Thansau – Ende der Fünfziger und in den Sechzigern war die Freiwillige Feuerwehr Thansau möglicherweise deutlich häufiger auf den Ortsstraßen zu sehen als heute. Zumindest in den Wintermonaten. Da übernahmen die Feuerwehrler mit ihrem Einsatzfahrzeug nämlich den Räumdienst in diesem Rohrdorfer Ortsteil. So berichtet es jedenfalls die Festschrift zum 75. Jubiläum der Thansauer Feuerwehr, das am vergangenen Wochenende seinen Höhepunkt hatte.
Und diese Erzählung ist viel mehr als eine nette Anekdote. In ihr steckt viel von dem, was den Geist der Thansauer Wehr noch heute auszeichnet: Dass es beim Ehrenamt als Feuerwehrler nicht bloß darum geht, den anderen in Notfällen zu helfen – obwohl schon das eigentlich mehr als genug wäre. Sondern dass die Thansauer Wehr sich als ständigen Teil des Ortslebens sieht, und zwar als äußerst aktiven. Oder anders gesagt: Wenn im Dorf etwas ansteht – die Thansauer Feuerwehrler sagen bestimmt nicht ‚nein‘, sondern packen an.
Dementsprechend war das große Jubiläumswochenende dann auch ein Fest für alle Thansauer, ob klein oder groß. Zum Beispiel am Samstag, beim Blaulichttag. Da war nicht nur Action geboten bei einer simulierten Rettung aus einem Fahrzeug, das dann hinterher noch zu löschen war. Es gab auch viel zu erfahren über Spezialeinsatzkräfte der Feuerwehr, von denen man als Laie in der Regel noch nie gehört hat. Etwa die sogenannte Flughelfergruppe des Landkreises. Sie wird immer dann zum Einsatz gerufen, wenn es in unwegsamem Gelände brennt, sprich dort, wo man mit beräderten Fahrzeugen nicht mehr hinkommt – dann müssen Hubschrauber, etwa die der Polizei, angefordert werden.
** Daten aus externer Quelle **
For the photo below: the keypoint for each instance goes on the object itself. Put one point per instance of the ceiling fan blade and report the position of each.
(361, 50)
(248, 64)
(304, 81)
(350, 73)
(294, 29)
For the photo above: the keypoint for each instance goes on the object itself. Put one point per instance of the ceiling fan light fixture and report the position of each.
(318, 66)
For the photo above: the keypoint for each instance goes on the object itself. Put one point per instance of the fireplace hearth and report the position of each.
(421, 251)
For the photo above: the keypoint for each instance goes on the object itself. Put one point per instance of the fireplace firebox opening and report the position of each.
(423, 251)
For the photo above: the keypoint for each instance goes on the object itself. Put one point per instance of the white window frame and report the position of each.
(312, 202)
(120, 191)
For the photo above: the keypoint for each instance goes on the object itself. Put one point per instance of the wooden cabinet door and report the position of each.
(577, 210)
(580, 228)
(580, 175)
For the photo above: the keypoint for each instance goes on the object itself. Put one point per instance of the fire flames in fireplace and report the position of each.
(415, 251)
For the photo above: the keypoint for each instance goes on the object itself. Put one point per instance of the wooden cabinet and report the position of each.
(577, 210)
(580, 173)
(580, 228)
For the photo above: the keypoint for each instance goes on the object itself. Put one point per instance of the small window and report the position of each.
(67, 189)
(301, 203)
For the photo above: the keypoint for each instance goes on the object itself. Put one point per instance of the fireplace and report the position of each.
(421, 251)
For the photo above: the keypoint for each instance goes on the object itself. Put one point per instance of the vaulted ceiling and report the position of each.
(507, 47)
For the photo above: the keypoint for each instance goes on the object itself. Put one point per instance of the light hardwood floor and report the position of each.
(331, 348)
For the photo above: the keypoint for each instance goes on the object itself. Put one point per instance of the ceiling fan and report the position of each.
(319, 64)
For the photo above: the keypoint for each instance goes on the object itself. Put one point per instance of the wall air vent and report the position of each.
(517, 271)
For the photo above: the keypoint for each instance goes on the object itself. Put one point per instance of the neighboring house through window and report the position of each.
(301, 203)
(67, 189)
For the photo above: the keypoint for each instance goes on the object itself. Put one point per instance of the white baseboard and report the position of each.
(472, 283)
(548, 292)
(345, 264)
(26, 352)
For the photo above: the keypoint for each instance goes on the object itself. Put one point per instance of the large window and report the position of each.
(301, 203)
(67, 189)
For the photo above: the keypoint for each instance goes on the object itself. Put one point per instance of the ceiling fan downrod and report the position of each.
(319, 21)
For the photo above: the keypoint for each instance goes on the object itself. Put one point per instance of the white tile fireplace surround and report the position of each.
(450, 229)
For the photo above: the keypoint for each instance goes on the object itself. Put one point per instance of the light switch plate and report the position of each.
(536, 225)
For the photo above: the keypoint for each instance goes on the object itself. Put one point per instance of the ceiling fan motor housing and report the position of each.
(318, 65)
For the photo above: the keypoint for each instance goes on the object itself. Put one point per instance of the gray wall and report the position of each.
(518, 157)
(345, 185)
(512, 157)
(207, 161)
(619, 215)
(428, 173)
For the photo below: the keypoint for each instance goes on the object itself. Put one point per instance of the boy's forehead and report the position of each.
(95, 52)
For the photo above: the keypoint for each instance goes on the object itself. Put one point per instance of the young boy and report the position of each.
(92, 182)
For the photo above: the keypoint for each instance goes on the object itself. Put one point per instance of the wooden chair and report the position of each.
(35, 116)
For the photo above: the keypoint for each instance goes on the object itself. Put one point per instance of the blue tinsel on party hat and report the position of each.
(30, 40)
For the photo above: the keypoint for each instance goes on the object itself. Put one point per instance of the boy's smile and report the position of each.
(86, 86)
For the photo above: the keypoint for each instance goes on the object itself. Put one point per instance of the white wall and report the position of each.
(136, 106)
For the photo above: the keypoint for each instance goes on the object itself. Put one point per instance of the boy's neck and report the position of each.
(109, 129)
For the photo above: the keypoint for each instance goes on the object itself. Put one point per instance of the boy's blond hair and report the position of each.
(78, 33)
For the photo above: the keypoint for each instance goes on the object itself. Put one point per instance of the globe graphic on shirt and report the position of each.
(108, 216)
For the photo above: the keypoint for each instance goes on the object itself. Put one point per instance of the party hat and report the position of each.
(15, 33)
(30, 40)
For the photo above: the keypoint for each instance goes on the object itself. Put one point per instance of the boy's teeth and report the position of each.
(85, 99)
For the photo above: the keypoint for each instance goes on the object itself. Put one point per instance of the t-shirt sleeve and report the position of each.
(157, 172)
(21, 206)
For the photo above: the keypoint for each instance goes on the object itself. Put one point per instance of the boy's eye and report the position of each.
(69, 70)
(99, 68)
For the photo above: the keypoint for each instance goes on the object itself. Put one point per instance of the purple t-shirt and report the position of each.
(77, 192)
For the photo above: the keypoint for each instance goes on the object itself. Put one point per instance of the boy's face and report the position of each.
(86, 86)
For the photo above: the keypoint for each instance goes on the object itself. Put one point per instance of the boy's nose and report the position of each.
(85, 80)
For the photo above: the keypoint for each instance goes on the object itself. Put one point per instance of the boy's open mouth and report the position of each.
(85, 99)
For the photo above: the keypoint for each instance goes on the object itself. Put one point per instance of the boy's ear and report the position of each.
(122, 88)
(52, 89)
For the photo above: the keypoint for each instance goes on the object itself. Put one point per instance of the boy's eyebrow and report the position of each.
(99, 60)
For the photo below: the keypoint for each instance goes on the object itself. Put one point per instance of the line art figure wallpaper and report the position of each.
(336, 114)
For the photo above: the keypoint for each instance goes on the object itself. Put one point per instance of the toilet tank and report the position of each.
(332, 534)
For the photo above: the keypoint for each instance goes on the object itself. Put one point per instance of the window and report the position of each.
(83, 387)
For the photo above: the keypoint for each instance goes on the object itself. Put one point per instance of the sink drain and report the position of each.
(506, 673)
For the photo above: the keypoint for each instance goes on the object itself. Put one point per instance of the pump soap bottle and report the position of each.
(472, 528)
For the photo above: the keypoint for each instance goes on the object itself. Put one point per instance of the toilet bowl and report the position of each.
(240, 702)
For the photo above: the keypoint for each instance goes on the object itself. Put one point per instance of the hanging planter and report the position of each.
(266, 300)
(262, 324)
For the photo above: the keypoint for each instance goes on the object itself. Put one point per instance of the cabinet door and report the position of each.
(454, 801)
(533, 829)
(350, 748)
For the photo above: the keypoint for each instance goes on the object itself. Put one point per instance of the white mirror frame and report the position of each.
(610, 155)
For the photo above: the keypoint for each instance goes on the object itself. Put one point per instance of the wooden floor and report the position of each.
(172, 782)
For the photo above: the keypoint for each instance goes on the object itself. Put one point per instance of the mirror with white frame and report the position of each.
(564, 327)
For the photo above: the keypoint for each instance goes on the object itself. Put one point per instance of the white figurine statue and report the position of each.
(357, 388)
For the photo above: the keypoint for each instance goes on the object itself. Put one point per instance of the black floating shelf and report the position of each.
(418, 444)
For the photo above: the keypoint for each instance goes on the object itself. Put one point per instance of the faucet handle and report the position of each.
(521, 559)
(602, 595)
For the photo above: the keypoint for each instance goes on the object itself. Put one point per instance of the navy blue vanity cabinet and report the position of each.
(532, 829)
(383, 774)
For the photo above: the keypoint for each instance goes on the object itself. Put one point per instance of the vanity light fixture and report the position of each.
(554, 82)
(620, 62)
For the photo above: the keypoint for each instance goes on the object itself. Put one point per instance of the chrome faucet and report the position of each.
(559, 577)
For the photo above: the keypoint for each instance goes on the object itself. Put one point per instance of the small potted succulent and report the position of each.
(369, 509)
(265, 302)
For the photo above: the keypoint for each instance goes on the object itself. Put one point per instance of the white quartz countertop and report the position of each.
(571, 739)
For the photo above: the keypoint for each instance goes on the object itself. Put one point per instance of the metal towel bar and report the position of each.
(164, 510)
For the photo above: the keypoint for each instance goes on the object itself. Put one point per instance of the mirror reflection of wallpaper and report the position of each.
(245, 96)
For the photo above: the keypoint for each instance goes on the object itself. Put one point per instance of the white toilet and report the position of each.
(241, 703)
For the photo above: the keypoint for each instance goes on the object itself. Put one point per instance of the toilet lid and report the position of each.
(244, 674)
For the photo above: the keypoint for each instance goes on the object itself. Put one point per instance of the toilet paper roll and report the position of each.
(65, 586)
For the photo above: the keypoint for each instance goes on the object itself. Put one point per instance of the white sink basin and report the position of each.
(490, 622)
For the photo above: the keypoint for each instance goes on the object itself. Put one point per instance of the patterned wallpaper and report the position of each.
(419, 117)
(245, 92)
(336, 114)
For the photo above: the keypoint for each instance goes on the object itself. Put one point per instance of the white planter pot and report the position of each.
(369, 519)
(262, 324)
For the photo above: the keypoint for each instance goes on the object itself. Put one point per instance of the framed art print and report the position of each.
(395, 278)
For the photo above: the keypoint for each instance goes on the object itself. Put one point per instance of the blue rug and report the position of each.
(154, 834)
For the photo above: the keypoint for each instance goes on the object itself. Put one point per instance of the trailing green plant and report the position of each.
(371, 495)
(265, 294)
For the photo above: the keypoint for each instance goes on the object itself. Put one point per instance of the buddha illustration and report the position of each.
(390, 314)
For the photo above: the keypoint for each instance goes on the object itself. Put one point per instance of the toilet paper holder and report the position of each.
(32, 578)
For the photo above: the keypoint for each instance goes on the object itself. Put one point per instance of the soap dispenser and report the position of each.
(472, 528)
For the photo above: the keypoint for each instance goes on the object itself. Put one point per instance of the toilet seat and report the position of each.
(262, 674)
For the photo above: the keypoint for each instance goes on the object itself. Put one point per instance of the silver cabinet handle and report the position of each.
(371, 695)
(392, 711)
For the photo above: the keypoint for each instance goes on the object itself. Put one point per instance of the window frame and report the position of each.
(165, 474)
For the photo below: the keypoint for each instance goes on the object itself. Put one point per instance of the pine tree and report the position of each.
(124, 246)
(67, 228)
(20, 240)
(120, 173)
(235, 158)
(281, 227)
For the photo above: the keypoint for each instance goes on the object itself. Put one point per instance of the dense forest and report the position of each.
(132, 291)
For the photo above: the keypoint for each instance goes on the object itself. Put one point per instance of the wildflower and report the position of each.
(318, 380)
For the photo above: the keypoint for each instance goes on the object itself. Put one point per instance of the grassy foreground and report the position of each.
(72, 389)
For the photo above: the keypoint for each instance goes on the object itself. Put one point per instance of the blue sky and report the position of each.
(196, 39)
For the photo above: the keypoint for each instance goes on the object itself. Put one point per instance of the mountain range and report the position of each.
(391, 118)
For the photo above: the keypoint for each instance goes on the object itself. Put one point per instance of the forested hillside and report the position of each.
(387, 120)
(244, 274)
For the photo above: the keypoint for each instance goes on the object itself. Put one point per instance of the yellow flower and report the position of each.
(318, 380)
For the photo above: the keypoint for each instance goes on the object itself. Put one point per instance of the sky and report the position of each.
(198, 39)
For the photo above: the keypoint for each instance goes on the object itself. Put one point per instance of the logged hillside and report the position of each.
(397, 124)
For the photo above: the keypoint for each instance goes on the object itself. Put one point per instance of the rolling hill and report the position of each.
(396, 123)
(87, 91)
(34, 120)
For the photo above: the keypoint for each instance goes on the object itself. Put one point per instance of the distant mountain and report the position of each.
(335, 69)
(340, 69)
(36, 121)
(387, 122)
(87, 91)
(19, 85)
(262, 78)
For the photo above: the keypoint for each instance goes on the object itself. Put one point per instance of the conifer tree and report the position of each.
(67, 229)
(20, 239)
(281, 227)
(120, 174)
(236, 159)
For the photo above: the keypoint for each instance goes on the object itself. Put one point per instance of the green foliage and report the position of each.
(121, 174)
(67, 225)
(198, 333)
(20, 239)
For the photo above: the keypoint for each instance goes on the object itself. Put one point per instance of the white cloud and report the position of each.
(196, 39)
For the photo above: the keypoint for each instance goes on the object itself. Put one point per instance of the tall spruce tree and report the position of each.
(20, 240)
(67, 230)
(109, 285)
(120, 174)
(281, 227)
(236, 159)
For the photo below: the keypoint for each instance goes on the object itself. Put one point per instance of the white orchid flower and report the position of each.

Damit die aber auch löschen oder zumindest Löschwasser zum Einsatzort transportieren können, brauchen sie nicht nur angehängte Wassersäcke, sondern vor allem auch Personal, das damit umgehen kann – sowohl am Boden als auch im Hubschrauber. Und genau diese Aufgaben übernehmen die speziell geschulten Mitglieder der Flughelfergruppe.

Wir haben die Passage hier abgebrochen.